Wednesday, July 10, 2002

Patriotism and free minds


Edward P. Morgan, a mid-20th century news analyst and commentator, had strong thoughts on intellectual freedom.

"A book," he wrote, "is the only place in which you can examine a fragile thought without breaking it, or explore an explosive idea without fear it will go off in your hand."

His words are among the ideas that greet visitors to Greenville's Sheppard Memorial Library, begging them to consider the liberty that resides there.

Yet as Americans prepare to celebrate their freedoms on the most poignant Independence Day in memory, FBI investigators are quietly visiting libraries and checking reading records of people they suspect are in league with terrorists. They have been granted the permission to pry in this manner by the Patriot Act, signed into law by President Bush last October.

"People are scared and they think by giving up their rights, especially their right to privacy, they will be safe," said Judith Krug, the American Library Association's director for intellectual freedom. "But it wasn't the right to privacy that let terrorists into our nation."

That perspective may seem out of order on a July 4th when fireworks will carry ghost images of collapsing skyscrapers.

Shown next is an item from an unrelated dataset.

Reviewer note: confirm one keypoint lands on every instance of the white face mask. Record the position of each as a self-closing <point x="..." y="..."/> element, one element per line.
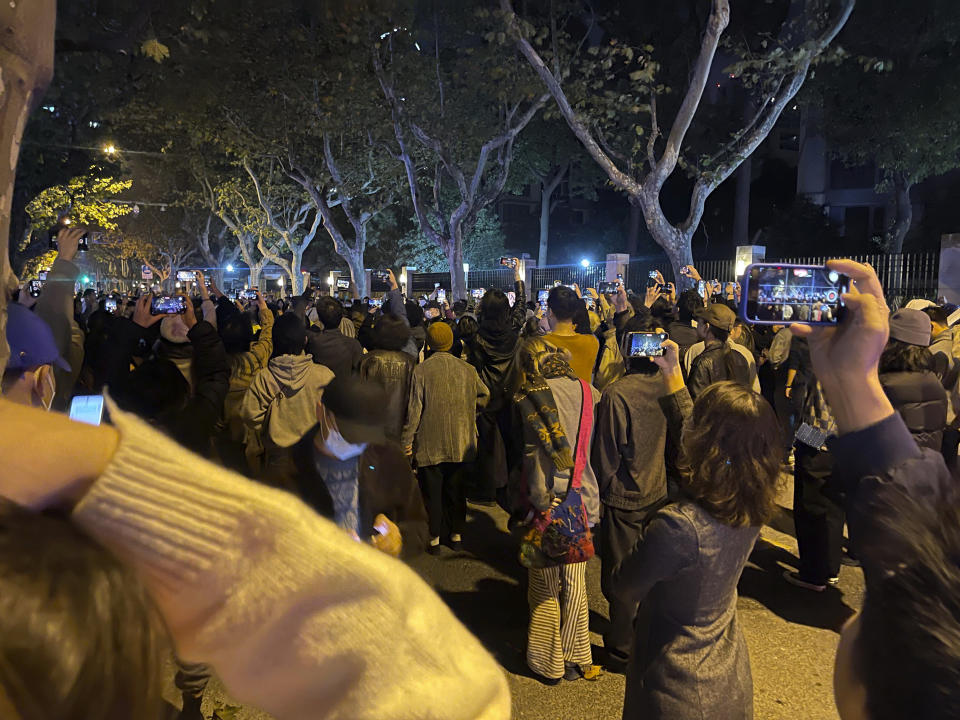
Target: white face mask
<point x="46" y="400"/>
<point x="336" y="444"/>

Yet in the 1950s, when Morgan and others offered words of dissent, wholesale fear of communism drove red-crazed attacks against intellectual freedom and individual rights. Twenty-five years later, communism collapsed, imploded by a basic human desire for liberty.

There is not much of a hue and cry this Independence Day against the practice of checking people's reading records, or other indiscretions quietly under way courtesy of Washington's ironically named bill. But there should be.